China's massive State-owned enterprises (SOEs) saw their profits jump 12.9 percent year-on-year to 3.39 trillion yuan ($498.58 billion) in 2018 and their debt dropping slightly, official figures showed Monday.
Coming at a time when the Chinese economy faces a slowdown and deteriorating external conditions, the surge in SOE profits shows that one of the country's economic backbones remains solid.
Last year, Chinese SOEs raked in a total of 58.75 trillion yuan in revenue, increasing 10 percent from the year earlier, according to the figures released by the Ministry of Finance. The SOEs also contributed as much as 4.61 trillion yuan in taxes, the statistics showed.

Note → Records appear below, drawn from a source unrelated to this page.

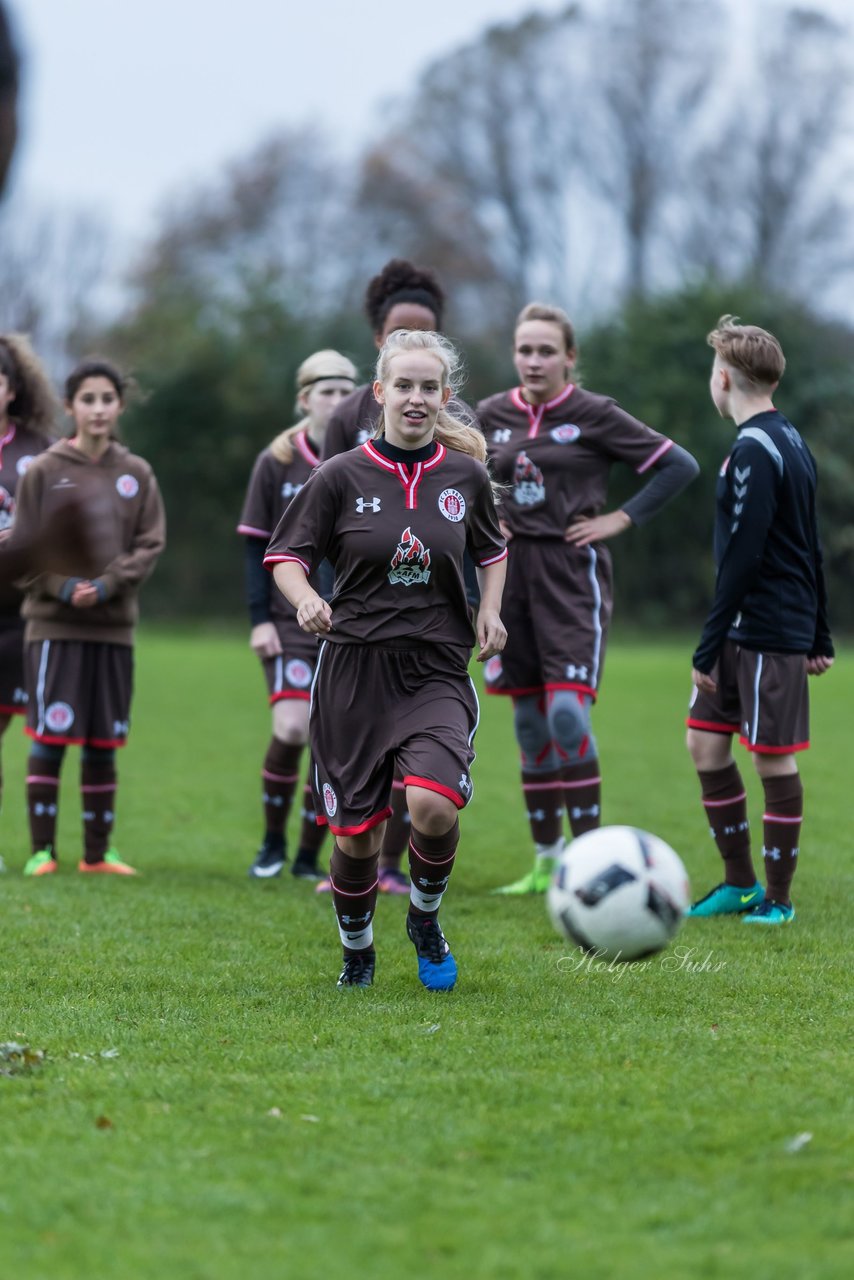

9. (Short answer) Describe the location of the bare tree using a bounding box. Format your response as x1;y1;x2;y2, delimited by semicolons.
682;5;854;302
578;0;725;301
128;127;361;323
0;197;109;375
354;7;585;334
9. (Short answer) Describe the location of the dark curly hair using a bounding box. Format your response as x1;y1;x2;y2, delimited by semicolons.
364;259;445;336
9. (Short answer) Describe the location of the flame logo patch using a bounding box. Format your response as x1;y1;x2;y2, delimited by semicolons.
388;526;432;586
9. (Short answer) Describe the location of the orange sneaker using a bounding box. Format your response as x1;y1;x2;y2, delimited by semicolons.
78;849;138;876
24;850;58;876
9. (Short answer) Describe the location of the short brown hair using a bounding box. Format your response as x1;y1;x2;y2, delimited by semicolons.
515;302;576;355
707;315;785;389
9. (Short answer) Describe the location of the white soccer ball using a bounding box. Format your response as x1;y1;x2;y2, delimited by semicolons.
547;826;690;961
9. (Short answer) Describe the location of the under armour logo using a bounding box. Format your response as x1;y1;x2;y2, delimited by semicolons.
566;663;589;681
571;804;600;820
356;496;381;513
341;912;371;926
492;428;512;443
459;773;472;795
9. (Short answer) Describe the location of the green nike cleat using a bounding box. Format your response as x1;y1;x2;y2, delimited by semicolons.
743;899;795;925
492;857;558;895
686;881;765;917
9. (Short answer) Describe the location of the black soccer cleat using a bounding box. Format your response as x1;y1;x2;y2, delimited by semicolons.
248;839;286;879
291;849;324;881
337;950;376;988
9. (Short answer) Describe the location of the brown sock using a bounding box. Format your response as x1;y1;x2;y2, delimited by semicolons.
379;777;410;873
521;769;564;847
408;819;460;918
698;762;755;887
27;753;62;856
81;760;117;863
329;844;379;954
261;738;301;841
561;759;601;837
761;773;803;906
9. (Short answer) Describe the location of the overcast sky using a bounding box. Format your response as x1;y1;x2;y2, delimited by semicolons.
10;0;570;247
7;0;851;267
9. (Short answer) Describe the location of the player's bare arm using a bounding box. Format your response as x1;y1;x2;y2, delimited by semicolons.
565;509;632;546
273;561;332;634
475;559;507;662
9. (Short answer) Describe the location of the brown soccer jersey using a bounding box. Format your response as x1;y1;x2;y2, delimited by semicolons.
479;384;674;539
238;431;322;627
264;440;506;663
14;439;165;646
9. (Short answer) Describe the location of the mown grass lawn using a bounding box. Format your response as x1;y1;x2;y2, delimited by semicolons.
1;627;850;1280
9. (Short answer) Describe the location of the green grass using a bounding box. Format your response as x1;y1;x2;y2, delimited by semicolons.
0;628;851;1280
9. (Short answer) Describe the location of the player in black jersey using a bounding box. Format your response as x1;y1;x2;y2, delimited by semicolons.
266;330;507;991
687;317;834;926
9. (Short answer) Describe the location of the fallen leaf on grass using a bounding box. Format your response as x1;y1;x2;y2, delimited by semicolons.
95;1115;113;1130
417;1023;441;1036
784;1132;813;1154
99;1049;120;1059
267;1107;283;1119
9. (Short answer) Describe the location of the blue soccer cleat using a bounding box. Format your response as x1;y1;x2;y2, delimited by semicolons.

But total debt owned by SOEs, a potentially risky issue for the SOEs themselves and the Chinese economy, surged by 8.1 percent year-on-year to a staggering 115.65 trillion yuan at the end of 2018. However, the rise in debts was largely offset by a year-on-year 8.4 percent growth in total assets, bringing the asset-to-debt ratio down 0.2 percentage point from the end of 2017 to 64.7 percent.
Chinese SOEs are a favorite target of foreign criticism and a focal point of China's reform agenda to improve the quality of its economic growth and create a better business environment.